The Swapper réussit l'exploit de traiter avec brio et dans tout ses compartiments de jeu certaines des thématiques les plus pointues de la science-fiction moderne. Permutation City, Solaris et bien sûr tout les aspects dickiens des problématiques identitaires et des réseaux de possibles qui arrivent à nous faire douter des aspects les plus tangibles de la réalité. Attention, chef-d'oeuvre !
Lorsqu'on vient se réfugier dans cette station déserte après le naufrage de notre navette, le sentiment de solitude prévaut. On se sent vulnérable, isolé et cette sensation est accentuée par les nappes électros lancinantes et les lumières bleutées, froides, qui communiquent un ressenti de mort, de fin du monde. Puis on tombe sur le swap-gun, cette sorte de pistolet, un outil plutôt qu'une arme, capable de modifier la trame même de la réalité, un peu comme un certain Portal-gun.
Le swap-gun permet de dupliquer l'avatar, de le cloner à portée de tir, jusque 4 fois; ce qui offre, entre autres, la possibilité d'accéder à des endroits inaccessibles autrement. Les clones répondent aux stimuli des contrôles de la même manière que l'avatar, de façon parfaitement synchronisée, comme quelque chorégraphie, tout en restant sagement à la distance exacte à laquelle ils ont étés créés. On apprend assez vite à modifier ces écarts en bloquant un clone ou l'avatar lui-même contre un obstacle : des synchronisations/désynchronisations souvent au cœur des énigmes proposées, ce qui n'est pas sans rappeler l'excellent Braid.
Les clones nous aident aussi à lutter contre le sentiment de solitude dans cette immense base planétaire au level design directement inspiré des Metroid. Il est réconfortant de créer une présence tangible à ses côtés lorsqu'on erre entre 2 puzzles le long de couloirs désespérément vides. La limite de 4 clones (5 personnages à l'écran) permet de se constituer une véritable petite escouade : 5 à distances égales, 4 groupées devant ou derrière soi, selon l'envie et le degré de confiance en soi. Les sons, dupliqués eux-aussi, participent au réconfort : le bruit de cinq paires de bottes qui claquent simultanément donnent un absurde sentiment d'impunité.

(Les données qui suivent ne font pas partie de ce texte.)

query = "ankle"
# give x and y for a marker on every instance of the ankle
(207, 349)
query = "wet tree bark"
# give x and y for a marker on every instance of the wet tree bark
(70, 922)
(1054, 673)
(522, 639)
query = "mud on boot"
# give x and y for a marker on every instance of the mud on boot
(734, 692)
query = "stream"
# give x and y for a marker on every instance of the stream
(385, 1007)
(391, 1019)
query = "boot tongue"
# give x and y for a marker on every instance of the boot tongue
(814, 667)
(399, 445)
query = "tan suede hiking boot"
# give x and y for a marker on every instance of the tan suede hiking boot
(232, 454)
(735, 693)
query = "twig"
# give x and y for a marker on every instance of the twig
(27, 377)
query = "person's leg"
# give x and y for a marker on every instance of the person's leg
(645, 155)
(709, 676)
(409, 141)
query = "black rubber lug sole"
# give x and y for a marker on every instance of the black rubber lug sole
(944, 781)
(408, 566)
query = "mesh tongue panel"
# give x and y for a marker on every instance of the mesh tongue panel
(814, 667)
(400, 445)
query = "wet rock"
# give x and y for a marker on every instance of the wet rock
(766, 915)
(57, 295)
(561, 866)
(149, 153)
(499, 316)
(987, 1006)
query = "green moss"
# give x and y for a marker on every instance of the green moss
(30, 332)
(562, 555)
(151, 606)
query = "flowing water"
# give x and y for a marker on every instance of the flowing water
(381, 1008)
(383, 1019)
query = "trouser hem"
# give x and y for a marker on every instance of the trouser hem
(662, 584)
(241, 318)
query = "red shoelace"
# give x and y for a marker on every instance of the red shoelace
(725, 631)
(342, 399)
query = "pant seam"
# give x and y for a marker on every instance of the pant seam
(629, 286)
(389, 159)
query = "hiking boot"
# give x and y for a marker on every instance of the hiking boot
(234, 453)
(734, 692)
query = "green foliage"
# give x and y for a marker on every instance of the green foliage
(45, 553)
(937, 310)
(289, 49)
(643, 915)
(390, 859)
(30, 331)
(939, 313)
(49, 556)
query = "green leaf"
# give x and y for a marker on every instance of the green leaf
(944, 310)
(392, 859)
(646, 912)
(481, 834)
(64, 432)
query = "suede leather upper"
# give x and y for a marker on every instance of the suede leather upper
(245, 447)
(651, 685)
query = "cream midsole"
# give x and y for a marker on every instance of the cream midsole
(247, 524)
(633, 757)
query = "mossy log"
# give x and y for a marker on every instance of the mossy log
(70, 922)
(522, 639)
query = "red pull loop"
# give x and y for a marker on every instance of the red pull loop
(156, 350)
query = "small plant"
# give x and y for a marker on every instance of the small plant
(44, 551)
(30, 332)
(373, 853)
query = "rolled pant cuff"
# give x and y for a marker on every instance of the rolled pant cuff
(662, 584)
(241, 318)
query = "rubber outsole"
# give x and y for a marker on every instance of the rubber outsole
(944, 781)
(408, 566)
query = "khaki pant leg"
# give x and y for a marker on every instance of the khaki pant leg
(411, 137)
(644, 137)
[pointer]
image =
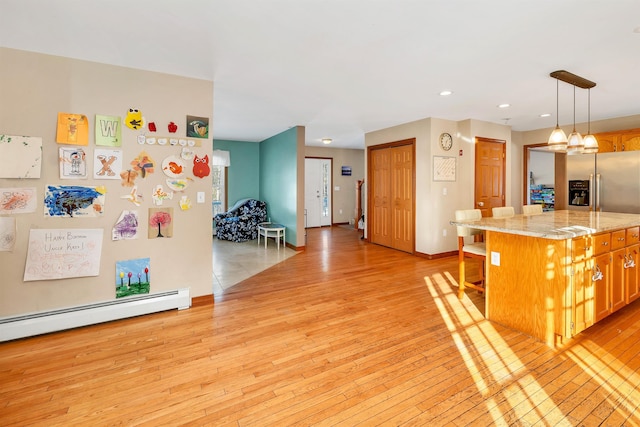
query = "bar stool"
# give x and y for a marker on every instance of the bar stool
(475, 250)
(503, 211)
(531, 209)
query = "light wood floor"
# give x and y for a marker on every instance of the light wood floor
(346, 333)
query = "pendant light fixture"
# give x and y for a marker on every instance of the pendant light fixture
(590, 141)
(575, 145)
(557, 139)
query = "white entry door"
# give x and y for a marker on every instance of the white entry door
(317, 192)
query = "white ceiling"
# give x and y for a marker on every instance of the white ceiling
(345, 67)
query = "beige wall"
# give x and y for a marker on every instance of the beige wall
(437, 201)
(434, 208)
(33, 89)
(344, 199)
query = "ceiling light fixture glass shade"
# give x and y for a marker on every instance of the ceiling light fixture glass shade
(590, 141)
(557, 139)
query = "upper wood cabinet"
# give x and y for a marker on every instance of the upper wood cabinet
(621, 140)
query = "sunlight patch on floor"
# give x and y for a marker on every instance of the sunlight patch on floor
(489, 361)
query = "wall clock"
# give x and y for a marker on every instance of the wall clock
(446, 142)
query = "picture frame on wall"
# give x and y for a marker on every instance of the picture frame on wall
(444, 168)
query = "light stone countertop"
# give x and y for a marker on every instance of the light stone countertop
(556, 225)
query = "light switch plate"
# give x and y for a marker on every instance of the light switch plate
(495, 258)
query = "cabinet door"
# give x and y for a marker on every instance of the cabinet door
(607, 142)
(583, 298)
(630, 142)
(601, 284)
(618, 289)
(632, 273)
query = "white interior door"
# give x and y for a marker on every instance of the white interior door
(317, 190)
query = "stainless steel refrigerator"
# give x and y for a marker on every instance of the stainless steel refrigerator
(613, 181)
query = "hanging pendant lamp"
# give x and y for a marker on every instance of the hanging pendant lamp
(590, 141)
(557, 139)
(575, 144)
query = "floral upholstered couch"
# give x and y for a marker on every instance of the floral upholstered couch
(240, 223)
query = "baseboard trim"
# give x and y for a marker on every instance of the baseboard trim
(436, 256)
(202, 300)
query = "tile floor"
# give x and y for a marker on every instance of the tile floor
(234, 262)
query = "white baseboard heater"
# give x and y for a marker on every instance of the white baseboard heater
(66, 318)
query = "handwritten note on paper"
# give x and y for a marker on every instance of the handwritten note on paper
(444, 168)
(63, 253)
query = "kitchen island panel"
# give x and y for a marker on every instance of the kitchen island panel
(528, 290)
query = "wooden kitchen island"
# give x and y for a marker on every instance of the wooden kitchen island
(554, 274)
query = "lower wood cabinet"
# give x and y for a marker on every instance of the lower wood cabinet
(632, 273)
(602, 286)
(605, 275)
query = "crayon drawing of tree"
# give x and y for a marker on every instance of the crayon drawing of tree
(160, 220)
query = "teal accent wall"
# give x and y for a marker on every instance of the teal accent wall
(244, 173)
(278, 179)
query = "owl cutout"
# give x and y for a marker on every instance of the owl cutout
(134, 119)
(201, 166)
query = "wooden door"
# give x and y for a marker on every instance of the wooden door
(632, 272)
(402, 192)
(601, 286)
(380, 196)
(618, 292)
(317, 191)
(583, 298)
(391, 194)
(489, 174)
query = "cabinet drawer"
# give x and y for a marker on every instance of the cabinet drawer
(633, 235)
(601, 243)
(581, 248)
(618, 239)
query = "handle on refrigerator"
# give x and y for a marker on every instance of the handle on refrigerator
(598, 189)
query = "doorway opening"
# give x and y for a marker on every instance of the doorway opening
(317, 191)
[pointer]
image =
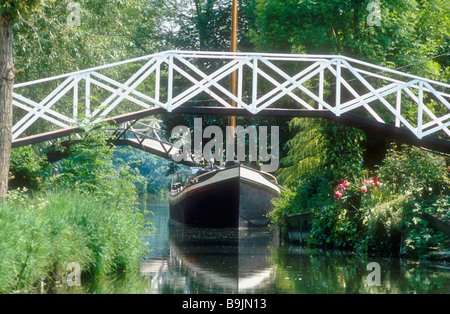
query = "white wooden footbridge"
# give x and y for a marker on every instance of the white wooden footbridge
(382, 101)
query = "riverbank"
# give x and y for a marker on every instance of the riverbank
(42, 236)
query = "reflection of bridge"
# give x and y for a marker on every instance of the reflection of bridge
(393, 104)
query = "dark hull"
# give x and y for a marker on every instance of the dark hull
(228, 198)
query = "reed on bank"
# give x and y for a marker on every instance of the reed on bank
(41, 235)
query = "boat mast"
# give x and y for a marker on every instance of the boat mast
(232, 119)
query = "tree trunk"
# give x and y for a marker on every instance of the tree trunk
(7, 74)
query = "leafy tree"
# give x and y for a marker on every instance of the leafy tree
(10, 10)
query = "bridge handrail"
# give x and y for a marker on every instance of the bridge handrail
(237, 55)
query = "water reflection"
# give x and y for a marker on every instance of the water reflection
(191, 260)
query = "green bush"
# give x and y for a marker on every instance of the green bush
(41, 235)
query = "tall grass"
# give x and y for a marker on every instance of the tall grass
(41, 235)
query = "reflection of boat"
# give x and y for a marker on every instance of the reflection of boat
(227, 260)
(223, 197)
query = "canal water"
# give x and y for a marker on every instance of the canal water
(191, 261)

Mais c'est sans compter sur les aléas du level design qui nous rappellent sans cesse à notre condition : que ce soit un clone qui se bloque sur un obstacle, qui s'arrête à la porte d'un ascenseur ou qui disparait soudainement dans un trou, on se souvient qu'en réalité les clones ne sont que des coquilles vides, que seul l'avatar possède une volonté propre. L'illusion n'en devient que plus cruelle. Seul l'avatar compte, seule sa mort est -légèrement- pénalisante et entraîne le reset de la salle/puzzle. A ce moment, il peut arriver de péter les plombs et de tester les limites de l'illusion en faisant pleuvoir des copies de nous-mêmes dans un conduit d'ascenseur tout en chantant "it's raining men". Voilà où tout ça peut mener !
L'autre fonction de ce pistolet, encore plus étrange et tout aussi utile à la résolution d'énigmes, consiste à transférer son "âme". Cela veut tout simplement dire que l'on peut changer d'avatar en pointant un clone à portée et en lui tirant dessus. Outre l'aspect résolution de puzzle, cet ingénieux système de "duplication-transfert" offre une énorme mobilité avec ce qui n'est ni plus ni moins qu'un téléport. Si on commence timidement dans le sens de la course, on apprend assez vite à s'envoler en enchaînant les téléports dans le sens de la hauteur. Grisant ! Surtout, les problématiques soulevées par cette fonctionnalité couplée à l'ancienne ont de quoi nous faire des nœuds dans la tête.
Au final, je trouve The Swapper réussi à tous les niveaux. La bande son est remarquable de justesse, les puzzles sont intelligents, parfois coriaces et nécessitent une bonne synchronisation de notre petite armée, mais surtout le scénario soulève des questions passionnantes en plus de celles déjà soulevées par le système de jeu via différentes formes narratives pour nous amener sur un final absolument magistral, peut-être la meilleure fin de jeu vidéo que j'ai jamais vu. Enfin, on notera que les concepteurs ont réalisé l'ensemble du travail graphique à l'aide de maquettes en argile, de modèles réduits conçus avec les moyens du bord pour un résultat bluffant, qui donne un aspect très concret aux choses, notamment sur les effets de profondeur et de matières. Une réalité tangible en carton-pâte qui continue de semer le doute. Les amateurs de Philip K Dick apprécieront.